Пашка медленно трогал струны гитары. Длинные руки атамана, его сутулая спина, чрезмерно широкие плечи вызывали у Пашки странное чувство — смесь восторга и брезгливости. «Орангутанг, — думал он. — А умный, черт. И голосом говорит тихим, не любит, когда пацаны ругаются. Любого перехитрит, если надо».

Дорога в жизни одна,

Ведет нас к смерти она, —

пел Пашка любимую песнь атамана. Валентин негромко подпевал, а Помидора бросала на Пашку короткие восхищенные взгляды.

Воскресным утром в конце апреля, когда Пашка еще спал, мать гладила ему брюки. В кармане обнаружила три пары часов. Сразу все поняла. Схватила скалку, кинулась к сыну.

— Убью! — кричала она. — Ворюга проклятый! Чуяла душа, что бандит растет.

Пашка едва убежал из дома, а когда появился через два дня, узнал от соседей, что мать наложила на себя руки, но ее вытащили из петли и сейчас она в больнице.

Он пришел к ней в палату, сел на кровать. Мать молчала, смотрела на него, потом отвернулась к стене, заплакала. Впервые Пашка заметил, какое у нее постаревшее лицо, худые плечи, большие, в набухших венах мужские руки.

— Мам, — сказал он, трогая ее за плечо. — Выписывайся домой. Завязываю.

В тот же день Пашка разыскал Валентина и они зашли в пивную у Балтийского вокзала.

— Устрой, Люська, где никто мешать не будет, — распорядился Валентин.

Официантка кивнула, отвела их в глубь зала, посадила за служебный столик, принесла четыре кружки пива.

— Говори, чего привел, — сказал Валентин.

Он слушал Пашку, не перебивая, лицо его было насуплено. Пашка изредка бросал на него тревожные взгляды, пытаясь угадать, о чем он думает.

— Все? — спросил Валентин, когда Пашка умолк.

— Все, — сказал Пашка.

Несколько минут Валентин молча пил пиво, потом поставил кружку, вытер рот, сказал, улыбаясь холодными, близко посаженными глазами:

— Вижу ты, Косой, хочешь найти ответ на вопрос, который мучил еще Чернышевского и Добролюбова: «Что делать?» Верно?

Пашка подобострастно кивнул.

По всем признакам у атамана сегодня было хорошее настроение.

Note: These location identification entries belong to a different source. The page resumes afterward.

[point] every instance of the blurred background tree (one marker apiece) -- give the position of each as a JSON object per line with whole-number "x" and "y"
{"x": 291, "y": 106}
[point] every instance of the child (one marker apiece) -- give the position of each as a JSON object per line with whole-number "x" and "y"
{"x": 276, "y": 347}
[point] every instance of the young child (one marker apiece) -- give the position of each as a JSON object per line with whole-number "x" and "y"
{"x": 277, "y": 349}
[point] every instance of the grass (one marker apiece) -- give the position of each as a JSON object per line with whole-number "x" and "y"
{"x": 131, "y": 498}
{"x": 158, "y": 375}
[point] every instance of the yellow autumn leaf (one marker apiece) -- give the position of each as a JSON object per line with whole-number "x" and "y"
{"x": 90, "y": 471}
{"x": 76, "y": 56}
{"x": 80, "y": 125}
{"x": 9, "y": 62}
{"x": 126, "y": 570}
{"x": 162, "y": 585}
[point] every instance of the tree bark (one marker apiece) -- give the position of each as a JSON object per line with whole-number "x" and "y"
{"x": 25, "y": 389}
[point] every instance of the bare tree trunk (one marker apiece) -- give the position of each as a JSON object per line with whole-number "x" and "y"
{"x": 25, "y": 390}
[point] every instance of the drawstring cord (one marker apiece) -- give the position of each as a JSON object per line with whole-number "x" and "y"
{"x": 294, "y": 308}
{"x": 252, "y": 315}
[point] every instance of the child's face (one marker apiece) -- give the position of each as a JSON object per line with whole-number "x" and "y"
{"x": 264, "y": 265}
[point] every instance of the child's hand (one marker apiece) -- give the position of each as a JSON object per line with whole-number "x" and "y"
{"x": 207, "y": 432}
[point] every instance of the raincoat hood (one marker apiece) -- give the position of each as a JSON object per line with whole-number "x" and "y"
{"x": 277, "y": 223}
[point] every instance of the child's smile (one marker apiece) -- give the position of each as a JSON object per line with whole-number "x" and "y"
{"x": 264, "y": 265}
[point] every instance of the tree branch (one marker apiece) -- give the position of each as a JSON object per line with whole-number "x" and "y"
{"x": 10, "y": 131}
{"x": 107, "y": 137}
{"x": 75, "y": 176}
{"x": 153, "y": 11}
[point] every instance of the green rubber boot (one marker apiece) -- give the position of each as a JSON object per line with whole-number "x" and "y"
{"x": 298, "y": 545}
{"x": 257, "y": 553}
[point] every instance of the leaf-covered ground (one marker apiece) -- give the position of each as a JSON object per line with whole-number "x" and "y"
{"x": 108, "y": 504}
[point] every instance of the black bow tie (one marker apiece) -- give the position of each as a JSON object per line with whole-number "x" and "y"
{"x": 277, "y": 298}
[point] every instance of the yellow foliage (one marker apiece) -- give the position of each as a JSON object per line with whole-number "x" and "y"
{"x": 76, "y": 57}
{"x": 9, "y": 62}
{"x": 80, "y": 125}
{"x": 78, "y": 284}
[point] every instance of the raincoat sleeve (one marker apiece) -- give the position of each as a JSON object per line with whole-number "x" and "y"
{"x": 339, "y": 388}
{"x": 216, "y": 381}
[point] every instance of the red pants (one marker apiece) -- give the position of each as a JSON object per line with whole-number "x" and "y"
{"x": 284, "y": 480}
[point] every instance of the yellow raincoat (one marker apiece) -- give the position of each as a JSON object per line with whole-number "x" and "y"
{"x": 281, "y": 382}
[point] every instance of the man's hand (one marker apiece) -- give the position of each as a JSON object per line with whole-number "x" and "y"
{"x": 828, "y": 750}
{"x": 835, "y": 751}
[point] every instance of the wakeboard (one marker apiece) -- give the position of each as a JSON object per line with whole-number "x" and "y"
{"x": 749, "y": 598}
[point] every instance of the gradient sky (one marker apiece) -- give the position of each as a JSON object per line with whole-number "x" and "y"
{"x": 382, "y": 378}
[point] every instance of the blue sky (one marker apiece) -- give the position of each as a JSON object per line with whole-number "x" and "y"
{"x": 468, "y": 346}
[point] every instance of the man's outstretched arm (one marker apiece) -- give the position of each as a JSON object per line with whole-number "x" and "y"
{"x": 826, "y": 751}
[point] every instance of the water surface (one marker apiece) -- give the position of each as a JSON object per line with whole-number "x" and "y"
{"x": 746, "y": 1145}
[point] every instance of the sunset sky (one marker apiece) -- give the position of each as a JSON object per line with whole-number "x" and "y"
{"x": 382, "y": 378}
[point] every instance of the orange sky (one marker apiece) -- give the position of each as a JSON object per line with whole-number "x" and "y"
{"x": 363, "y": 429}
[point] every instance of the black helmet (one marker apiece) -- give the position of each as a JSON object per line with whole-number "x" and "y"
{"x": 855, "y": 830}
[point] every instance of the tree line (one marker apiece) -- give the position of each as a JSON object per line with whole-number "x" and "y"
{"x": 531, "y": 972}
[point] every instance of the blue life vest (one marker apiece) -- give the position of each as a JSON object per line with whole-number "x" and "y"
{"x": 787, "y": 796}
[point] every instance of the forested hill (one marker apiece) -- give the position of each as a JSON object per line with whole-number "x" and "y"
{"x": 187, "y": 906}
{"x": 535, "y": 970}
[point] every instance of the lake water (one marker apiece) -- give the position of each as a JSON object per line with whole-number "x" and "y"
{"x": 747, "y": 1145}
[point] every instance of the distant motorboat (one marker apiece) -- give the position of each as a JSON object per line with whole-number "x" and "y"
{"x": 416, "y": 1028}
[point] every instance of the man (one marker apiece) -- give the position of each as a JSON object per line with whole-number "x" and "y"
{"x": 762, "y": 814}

— Ну что ж, — сказал он. — Учись. Может, и из нашей банды выйдет порядочный человек. А кем хочешь быть?

— Не знаю, — признался Пашка. — Никем.

— Щенок, — сказал Валентин. — Человек должен знать, чего хочет. Иди во врачи.

— Во врачи? — расхохотался Пашка. — Ты что, шутишь? Какой из меня врач?

Валентин медленно курил, смотрел куда-то поверх Пашки. Он вспомнил себя всего в бинтах, с переломанной ногой на больничной койке. За ним гнались сразу полдюжины ментов, он убегал по крышам домов. Наверно, и на этот раз он ушел бы от них, если бы не отломилось несколько кирпичей от брандмауэра. Тогда, после падения, ему казалось, что это — все, инвалидная коляска до конца дней. Но появилась докторша — молодая, независимая, резкая. Когда она входила в палату, ему сразу становилось легче. Она знала, что он урка, подследственный, но не боялась его. Он всегда ждал ее, а когда за нею затворялась дверь, на душе у него долго было хорошо, словно кто-то погладил его мягкой нежной рукой и побрызгал одеколоном…

— Во врачи иди, Косой, — повторил он. — Военно-морская академия объявила прием. Вчера в газете читал.

Совет Валентина идти учиться на врача застал Пашку врасплох. Он подумывал стать моряком, штурманом дальнего плавания, полярником. В крайнем случае, геологом или летчиком, но врачом… В этой роли он никак не мог себя представить. Правда, эта медицинская академия, о которой говорит Валентин, тоже морская.

На майские праздники в «малине» Косому устроили пышные проводы. Узнав, что Пашка собирается стать врачом, все долго хохотали, а больше всех большеротый Заяц.

— Ой, не могу! — задыхался он. — Из Косого профессор получится. Держите меня, урки!

Потом встал Валентин. Он один сегодня не принимал участия в общем веселье. Медленно достал из кармана большие золотые часы «Лонжин», щелкнул крышкой, протянул Пашке:

— Это тебе, Косой, за песни. Бери на память от всей банды.

— И приходи, если станет скучно, — сказала Помидора.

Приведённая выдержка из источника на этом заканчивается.